In Teaching as a Subversive Activity (1969), Neil Postman and Charles Weingartner offer a series of “proposals that attempt to change radically the nature of the existing school environment. Most of them will strike you as thoroughly impractical but only because you will have forgotten for the moment that the present system is among the most impractical imaginable, if the facilitation of learning is your aim.”

Though the book was written in 1969, many of their proposals still strike me as relevant. Some of the proposals I especially like include

4. Require every teacher who thinks he knows his “subject” well to write a book on it. In this way, he will be relieved of the necessity of inflicting his knowledge on other people, particularly his students.

and

10. Classify teachers according to their ability and make the lists public. There would be a “smart” group (the Bluebirds), an “average” group (the Robins), and a “dumb” group (the Sandpipers). The lists would be published each year in the community paper. The I.Q. and reading scores of teachers would also be published, as well as the list of those who are “advantaged” and “disadvantaged” by virtue of what they know in relation to what their students know.

Number 10 is related to number 11:

11. Require all teachers to take a test prepared by students on what the students know. Only if a teacher passes this test should he be permitted to “teach.” This test could be used for “grouping” the teachers as in number 10 above.

(I know quite a few teachers who would struggle to pass such a test.)

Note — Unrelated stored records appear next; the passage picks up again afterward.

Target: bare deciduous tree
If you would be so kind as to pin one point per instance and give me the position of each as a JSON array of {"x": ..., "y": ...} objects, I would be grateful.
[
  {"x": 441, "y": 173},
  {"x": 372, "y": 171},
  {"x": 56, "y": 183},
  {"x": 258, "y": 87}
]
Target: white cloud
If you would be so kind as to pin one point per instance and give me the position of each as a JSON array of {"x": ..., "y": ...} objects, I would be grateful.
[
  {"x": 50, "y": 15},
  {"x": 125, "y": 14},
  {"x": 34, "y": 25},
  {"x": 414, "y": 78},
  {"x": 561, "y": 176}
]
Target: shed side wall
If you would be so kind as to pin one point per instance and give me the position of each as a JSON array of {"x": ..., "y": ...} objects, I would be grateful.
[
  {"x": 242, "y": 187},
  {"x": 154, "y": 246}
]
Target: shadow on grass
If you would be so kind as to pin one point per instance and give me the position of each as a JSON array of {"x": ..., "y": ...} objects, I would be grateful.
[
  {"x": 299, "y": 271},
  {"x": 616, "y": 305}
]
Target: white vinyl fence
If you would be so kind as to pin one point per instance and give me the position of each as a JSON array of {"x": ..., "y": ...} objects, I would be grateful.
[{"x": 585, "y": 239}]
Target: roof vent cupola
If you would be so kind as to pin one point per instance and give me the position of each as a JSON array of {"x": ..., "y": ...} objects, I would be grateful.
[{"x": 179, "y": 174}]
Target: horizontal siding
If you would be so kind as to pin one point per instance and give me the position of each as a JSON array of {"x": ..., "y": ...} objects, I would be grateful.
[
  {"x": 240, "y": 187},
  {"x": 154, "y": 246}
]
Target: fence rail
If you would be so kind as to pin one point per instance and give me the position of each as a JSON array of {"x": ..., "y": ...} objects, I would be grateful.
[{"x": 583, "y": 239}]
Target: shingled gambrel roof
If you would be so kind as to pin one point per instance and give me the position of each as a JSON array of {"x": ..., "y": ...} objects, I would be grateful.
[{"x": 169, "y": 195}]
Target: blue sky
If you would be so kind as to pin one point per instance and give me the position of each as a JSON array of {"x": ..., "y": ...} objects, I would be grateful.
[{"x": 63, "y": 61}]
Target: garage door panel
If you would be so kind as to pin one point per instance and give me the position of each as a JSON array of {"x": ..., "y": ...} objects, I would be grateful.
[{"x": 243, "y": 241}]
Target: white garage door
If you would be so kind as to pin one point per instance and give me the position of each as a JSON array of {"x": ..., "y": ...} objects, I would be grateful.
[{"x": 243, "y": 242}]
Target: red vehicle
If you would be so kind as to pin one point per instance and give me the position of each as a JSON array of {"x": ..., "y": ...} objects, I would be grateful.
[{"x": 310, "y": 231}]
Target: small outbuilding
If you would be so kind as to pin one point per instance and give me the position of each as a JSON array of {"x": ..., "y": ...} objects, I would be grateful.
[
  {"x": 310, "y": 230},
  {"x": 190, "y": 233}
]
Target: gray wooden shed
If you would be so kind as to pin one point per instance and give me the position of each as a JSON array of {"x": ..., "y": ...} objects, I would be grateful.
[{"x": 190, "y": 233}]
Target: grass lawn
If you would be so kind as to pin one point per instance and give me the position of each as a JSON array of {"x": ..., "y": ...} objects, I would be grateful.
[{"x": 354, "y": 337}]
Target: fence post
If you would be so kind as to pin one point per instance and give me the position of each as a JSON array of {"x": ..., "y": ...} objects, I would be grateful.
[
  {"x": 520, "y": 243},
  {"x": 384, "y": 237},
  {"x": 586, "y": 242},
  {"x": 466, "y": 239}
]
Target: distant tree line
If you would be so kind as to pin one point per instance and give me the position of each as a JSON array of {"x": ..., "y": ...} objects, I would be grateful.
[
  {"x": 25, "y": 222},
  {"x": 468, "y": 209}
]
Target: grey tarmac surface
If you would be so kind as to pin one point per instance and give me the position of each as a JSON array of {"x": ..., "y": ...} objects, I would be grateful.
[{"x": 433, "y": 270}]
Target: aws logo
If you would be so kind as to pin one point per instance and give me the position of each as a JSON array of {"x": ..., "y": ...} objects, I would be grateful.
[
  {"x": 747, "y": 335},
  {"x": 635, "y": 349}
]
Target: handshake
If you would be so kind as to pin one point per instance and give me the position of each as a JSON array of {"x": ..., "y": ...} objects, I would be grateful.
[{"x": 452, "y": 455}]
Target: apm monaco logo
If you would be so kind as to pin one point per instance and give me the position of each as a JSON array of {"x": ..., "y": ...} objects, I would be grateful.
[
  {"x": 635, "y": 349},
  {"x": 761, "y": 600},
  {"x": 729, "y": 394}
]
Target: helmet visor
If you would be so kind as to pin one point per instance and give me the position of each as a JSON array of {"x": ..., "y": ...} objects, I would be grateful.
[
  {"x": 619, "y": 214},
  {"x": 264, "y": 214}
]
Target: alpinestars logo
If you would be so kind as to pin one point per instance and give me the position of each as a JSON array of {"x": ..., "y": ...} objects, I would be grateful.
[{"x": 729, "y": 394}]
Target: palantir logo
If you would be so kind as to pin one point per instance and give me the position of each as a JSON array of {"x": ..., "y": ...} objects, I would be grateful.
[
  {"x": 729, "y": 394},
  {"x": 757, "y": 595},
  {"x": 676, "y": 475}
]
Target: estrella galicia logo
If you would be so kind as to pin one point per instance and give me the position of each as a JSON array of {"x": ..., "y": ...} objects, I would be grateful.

My favorite three proposals, however, have got to be numbers 12, 13, and 14. Here’s number 12:

12. Make every class an elective and withhold a teacher’s monthly check if his students do not show any interest in going to next month’s classes. This proposal would simply put the teacher on a par with other professionals, e.g., doctors, dentists, lawyers, etc. No one forces you to go to a particular doctor unless you are a “clinic case.” In that instance, you must take what you are given. Our present system makes a “clinic case” of every student. Bureaucrats decide who shall govern your education. In this proposal, we are restoring the American philosophy: no clients, no money; lots of clients, lots of money.

And here’s number 13:

13. Require every teacher to take a one-year leave of absence every fourth year to work in some “field” other than education. Such an experience can be take as evidence, albeit shaky, that the teacher has been in contact with reality at some point in his life. Recommended occupations: bartender, cab driver, garment worker, waiter. One of the common sources of difficulty with teachers can be found in the fact that most of them simply move from one side of the desk (as students) to the other side (as “teachers”) and they have not had much contact with the ways things are outside of school rooms.

As good as those last two are, proposal 14 is my absolute favorite:

14. Require each teacher to provide some sort of evidence that he or she has had a loving relationship with at least one other human being. If the teacher can get someone to say, “I love her (or him),” she should be retained. If she can get two people to say it, she should get a raise. Spouses need not be excluded from testifying.

The authors acknowledge that some people might find number 14 “facetious, if not flippant,” but they ask readers to consider “What kinds of evidence must teachers presently offer to qualify for their jobs? A list of ‘courses.’ Which of these requirements strikes you as more bizarre? From the student’s point of view, which requirement would seem more practical? Bear in mind that it is a very difficult thing for one person to learn anything significant from another. Bear in mind, too, that it is probably not possible for such learning to occur unless there is something resembling a loving relationship between ‘teacher’ and learner.”